As the summer winds down, I had a chance to take several days to go camping with my husband. It was my first break since last December and I was ready to step away from the phone, computer and meetings for a short while. We traveled the back roads of southwest Colorado, enjoying the beauty of our outdoors that I so often talk about at the Capitol. Our “excellent adventure” gave me breathing space to think over the summer’s activities and to celebrate my half century birthday in a way that I’d be proud of back when I was a mere quarter century.

With Senator Isgar off to new endeavors in Denver after his many years of legislative service, my constituent contact since returning home in May intensified by twice the volume. Many people are surprised that state legislators have no staff when we’re not in Denver for the session and apologize for calling me at home. But state legislators also aren’t provided with a district office, so that’s where you’ll find me, in my daughter’s old bedroom, with the family cat planted firmly in her favorite corner.

It’s that constituent contact that helps shape my legislative efforts for next year and also lets me know how things are working, or not, when people are dealing with our state’s agencies and laws. Based on this summer’s reports, it’s clear that our area still struggles with the bad economic times. We now must face where our revenues have fallen to, at the state and local levels. Making cuts to governmental budgets is not over by any stretch and again will be the main task we face in January. The focus must be how to cut wisely and to do our best to generate new “sticky” jobs, that is, jobs that will stick around.

I’ve heard from many about the loss of the senior’s property tax exemption, which I opposed, and how that especially hurts those on fixed incomes. I’ve also heard from many about the impacts of the increase in vehicle registration fees, with the surprise of the new mandatory late penalties being the hardest pill to swallow. And then there’s’the subject of healthcare reform.

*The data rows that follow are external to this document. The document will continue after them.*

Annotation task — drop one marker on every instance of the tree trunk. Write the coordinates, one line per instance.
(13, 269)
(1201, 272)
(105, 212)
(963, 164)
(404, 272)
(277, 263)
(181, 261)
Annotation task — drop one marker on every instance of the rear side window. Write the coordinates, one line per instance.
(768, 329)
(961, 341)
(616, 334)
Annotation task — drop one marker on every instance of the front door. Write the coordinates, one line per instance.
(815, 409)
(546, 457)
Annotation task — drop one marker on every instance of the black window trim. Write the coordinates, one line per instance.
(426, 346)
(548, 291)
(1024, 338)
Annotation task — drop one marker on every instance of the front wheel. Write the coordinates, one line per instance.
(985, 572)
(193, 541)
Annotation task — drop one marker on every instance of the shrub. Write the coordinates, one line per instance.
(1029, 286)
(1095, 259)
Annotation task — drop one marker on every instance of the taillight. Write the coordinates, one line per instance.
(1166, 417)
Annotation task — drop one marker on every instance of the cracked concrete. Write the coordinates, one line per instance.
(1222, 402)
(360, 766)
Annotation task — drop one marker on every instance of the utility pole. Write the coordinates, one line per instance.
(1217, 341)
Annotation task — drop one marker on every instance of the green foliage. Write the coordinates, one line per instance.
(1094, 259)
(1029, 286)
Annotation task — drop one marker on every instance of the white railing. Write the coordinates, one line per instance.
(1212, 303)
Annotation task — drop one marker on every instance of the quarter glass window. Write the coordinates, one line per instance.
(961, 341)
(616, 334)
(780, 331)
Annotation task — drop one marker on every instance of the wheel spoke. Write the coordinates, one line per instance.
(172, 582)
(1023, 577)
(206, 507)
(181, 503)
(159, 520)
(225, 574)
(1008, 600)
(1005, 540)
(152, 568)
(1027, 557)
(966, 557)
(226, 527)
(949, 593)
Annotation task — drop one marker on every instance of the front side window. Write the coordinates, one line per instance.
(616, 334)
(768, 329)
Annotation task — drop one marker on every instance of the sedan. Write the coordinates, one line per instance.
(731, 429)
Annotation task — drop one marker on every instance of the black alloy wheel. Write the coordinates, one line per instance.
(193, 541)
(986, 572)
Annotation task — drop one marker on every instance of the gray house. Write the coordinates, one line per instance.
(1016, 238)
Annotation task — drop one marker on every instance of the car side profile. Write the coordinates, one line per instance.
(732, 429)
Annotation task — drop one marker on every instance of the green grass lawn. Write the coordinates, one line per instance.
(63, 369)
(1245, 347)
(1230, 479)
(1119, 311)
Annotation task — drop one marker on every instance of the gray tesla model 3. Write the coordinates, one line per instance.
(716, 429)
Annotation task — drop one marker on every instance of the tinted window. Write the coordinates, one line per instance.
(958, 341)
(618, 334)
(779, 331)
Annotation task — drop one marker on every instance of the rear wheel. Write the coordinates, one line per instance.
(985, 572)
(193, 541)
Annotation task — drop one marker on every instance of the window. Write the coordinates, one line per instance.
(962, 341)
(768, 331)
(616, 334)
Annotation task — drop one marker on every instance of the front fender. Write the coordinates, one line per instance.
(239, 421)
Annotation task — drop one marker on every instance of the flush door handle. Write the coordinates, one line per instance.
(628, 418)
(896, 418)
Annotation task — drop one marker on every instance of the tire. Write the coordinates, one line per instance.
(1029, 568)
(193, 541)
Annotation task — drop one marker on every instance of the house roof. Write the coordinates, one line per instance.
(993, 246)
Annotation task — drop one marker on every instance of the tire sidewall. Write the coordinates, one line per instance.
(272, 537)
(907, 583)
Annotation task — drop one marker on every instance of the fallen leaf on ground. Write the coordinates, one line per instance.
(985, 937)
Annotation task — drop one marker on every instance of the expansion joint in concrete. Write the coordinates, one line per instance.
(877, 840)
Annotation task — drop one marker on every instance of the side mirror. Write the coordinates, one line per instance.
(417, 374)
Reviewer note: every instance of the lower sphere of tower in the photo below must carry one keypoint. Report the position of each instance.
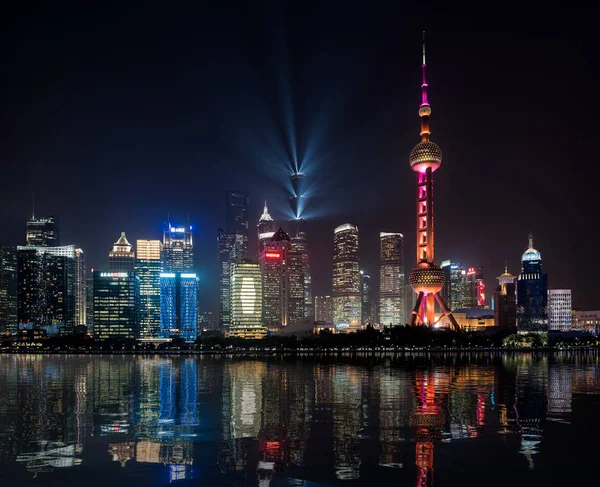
(427, 278)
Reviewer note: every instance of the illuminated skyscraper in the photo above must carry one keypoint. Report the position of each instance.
(122, 257)
(116, 304)
(148, 267)
(283, 282)
(426, 279)
(266, 228)
(80, 288)
(559, 310)
(178, 300)
(505, 301)
(347, 306)
(324, 309)
(391, 280)
(246, 301)
(46, 288)
(43, 232)
(532, 293)
(365, 292)
(8, 289)
(178, 249)
(237, 218)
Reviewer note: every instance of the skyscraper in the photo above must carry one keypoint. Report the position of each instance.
(266, 228)
(116, 304)
(122, 257)
(178, 299)
(365, 292)
(532, 293)
(178, 249)
(46, 288)
(148, 267)
(324, 309)
(391, 281)
(80, 288)
(505, 301)
(283, 282)
(559, 310)
(426, 279)
(300, 244)
(43, 232)
(246, 301)
(237, 218)
(8, 289)
(347, 306)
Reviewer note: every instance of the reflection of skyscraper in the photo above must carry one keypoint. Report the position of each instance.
(148, 268)
(8, 289)
(532, 293)
(347, 306)
(391, 281)
(178, 249)
(122, 257)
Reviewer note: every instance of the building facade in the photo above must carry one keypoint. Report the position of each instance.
(559, 310)
(346, 285)
(246, 301)
(532, 293)
(178, 305)
(148, 267)
(46, 289)
(8, 290)
(324, 309)
(391, 279)
(122, 257)
(116, 304)
(43, 232)
(178, 249)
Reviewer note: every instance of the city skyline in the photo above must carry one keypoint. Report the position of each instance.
(90, 222)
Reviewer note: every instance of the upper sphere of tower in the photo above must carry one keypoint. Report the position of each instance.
(424, 155)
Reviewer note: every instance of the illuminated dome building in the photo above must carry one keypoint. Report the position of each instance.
(532, 292)
(426, 279)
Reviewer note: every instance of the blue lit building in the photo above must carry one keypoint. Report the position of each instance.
(532, 293)
(178, 315)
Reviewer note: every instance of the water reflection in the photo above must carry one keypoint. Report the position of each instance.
(236, 421)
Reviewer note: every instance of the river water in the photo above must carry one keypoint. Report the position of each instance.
(125, 420)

Last month, I suggested we all start on this topic first with a deep breath. But, despite my reminder that that I’m in the state Legislature and don’t vote on congressional bills, the protests that I hear from people are not staged, but sincere and compelling in terms of seeking answers to foreseeable consequences.

My assessment is, at the most basic level, for those who see improvements needed to our healthcare system, people split into two camps. One side feels reforms should be accomplished first to the problems in how healthcare is delivered. The other side wants to expand access to the current system to as many people as possible first and fix the delivery problems on a slower time frame.

I’m in the first camp and, at the state level, we’ve been successfully working’on a number of those delivery problems. But, until we make greater progress, expanding access without an adequate number of healthcare professionals and reimbursement for services, we’re stretching providers and resources too thinly.

I was most troubled by the turn taken in the healthcare reform debates in the past month regarding end of life care. I’m on the legislative interim committee studying hospice and palliative care in Colorado. I’ll report more this fall when we complete our work identifying barriers to this care in our state.

What got lost in the verbal scuffles was that hospice care is patient-directed and patient-centered care. It’s’a compassionate choice made by informed patients. The people who provide this care, the physicians, nurses, social workers, chaplains, grief counselors and volunteers, are saints in my book. Their tenderness and quality of care are of immeasurable value, to the patient and family. I know this firsthand.